When Gaius Petrieus Ruso, a surgeon serving with the Roman Army in Britain, receives an urgent summons home from his brother in southern Gaul, he guesses that the family’s long-standing debt problems have hit a new crisis. On arrival, things turn out to be even worse than he thought. The letter was a forgery, and Ruso’s absence on active service was the only thing stopping Severus, the principal creditor (who, in a further complication, is married to Ruso’s ex-wife), from taking out a seizure order on the family home. Now that Ruso is back, the repellent Severus can go ahead and ruin the family – until he is mysteriously poisoned in Ruso’s study. Not only is Ruso now the chief suspect, as he tries to find the real culprit he discovers that the poisoning is only part of a murky web of fraud, deliberate shipwreck and murder – and Ruso may be its next victim.

Ruso and the Root of All Evils is very much in the same vein as its two predecessors, Ruso and the Disappearing Dancing Girls and Ruso and the Demented Doctor, an enjoyable lighthearted mystery told with humour and wit. As with the previous two, the mystery is fairly slight and is constantly upstaged by Ruso’s complicated personal life. Ruso’s chaotic family have been a major off-stage presence in his life while he was stationed in Britannia in the first two books, and in this third instalment the reader gets to meet them at first-hand. Arria, Ruso’s spendthrift stepmother, doesn’t grasp – or has chosen not to grasp – that there never was any money for retail therapy and home makeovers, and is still trying to persuade Ruso that the house absolutely must have a new outdoor dining room. Marcia and Flora, Ruso’s two younger half-sisters, are scatty teenagers with a penchant for hanging round gladiators. Lucius, Ruso’s younger brother, is trying desperately to keep the farm afloat on a sea of debt, and his kind wife Cassiana is grieving for her brother Justinus (lost at sea a few months earlier in suspicious circumstances) and just about keeping up with her ever-expanding brood of children. They have no idea what to make of Ruso’s girlfriend Tilla, the beautiful British girl he rescued from slavery (see Ruso and the Disappearing Dancing Girls), which is entirely Ruso’s own fault since he didn’t bother to tell his family anything about Tilla’s existence.

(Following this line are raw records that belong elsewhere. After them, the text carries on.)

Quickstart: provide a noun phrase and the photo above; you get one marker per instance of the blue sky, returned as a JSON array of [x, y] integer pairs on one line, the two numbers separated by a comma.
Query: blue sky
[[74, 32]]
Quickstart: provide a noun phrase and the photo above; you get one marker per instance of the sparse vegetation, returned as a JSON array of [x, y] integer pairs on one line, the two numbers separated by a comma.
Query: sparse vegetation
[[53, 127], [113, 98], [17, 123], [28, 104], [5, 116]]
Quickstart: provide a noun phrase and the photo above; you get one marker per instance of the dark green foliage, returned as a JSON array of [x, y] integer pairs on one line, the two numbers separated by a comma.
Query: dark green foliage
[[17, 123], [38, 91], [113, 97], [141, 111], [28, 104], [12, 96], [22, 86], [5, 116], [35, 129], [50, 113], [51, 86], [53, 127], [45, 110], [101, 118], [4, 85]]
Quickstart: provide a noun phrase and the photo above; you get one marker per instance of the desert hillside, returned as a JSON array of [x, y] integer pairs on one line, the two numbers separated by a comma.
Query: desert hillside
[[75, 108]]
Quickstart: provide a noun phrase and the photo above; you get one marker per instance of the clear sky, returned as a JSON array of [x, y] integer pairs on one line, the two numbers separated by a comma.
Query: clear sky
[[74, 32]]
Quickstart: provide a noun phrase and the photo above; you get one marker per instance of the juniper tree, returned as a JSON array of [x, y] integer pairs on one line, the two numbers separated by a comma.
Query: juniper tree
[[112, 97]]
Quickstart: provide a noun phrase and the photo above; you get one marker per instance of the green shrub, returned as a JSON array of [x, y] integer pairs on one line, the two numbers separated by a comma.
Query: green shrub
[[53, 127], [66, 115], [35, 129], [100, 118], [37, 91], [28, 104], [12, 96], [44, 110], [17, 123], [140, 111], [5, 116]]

On top of this, Ruso’s elegant ex-wife Claudia is now the widow of the repulsive Severus, and as well as being another suspect she is wondering whether trying to get Ruso back might be a better bet after all – except that Ruso’s stepmother is attempting to get him to marry the rich and attractive businesswoman next door. It’s all reminiscent of a PG Wodehouse farce, except that the crime is murder and if Ruso doesn’t solve it his absurd, helpless, harmless family will all find themselves destitute and Ruso himself may end up being executed for murder. The seriousness of the situation makes a sharp, and at times jarring, contrast with the family comedy.

Tilla is even more of an enigma in this third novel than in the previous two, especially as she is out of place in this strange foreign culture and Arria keeps trying to treat her as a servant. She develops an interest in a strange new religion called Christianity – her first Christian prayer is priceless, not to be missed – much to Ruso’s alarm as he disapproves of Christians. Not surprisingly, her relationship with Ruso comes under strain (in fact, the more I see of Ruso, who can be astonishingly obtuse for an intelligent and decent man, the less surprised I am that his previous marriage ended in an exasperated divorce). The relationship between Tilla and Ruso reaches a significant milestone in this book, and it will be interesting to see how that works out in Book 4.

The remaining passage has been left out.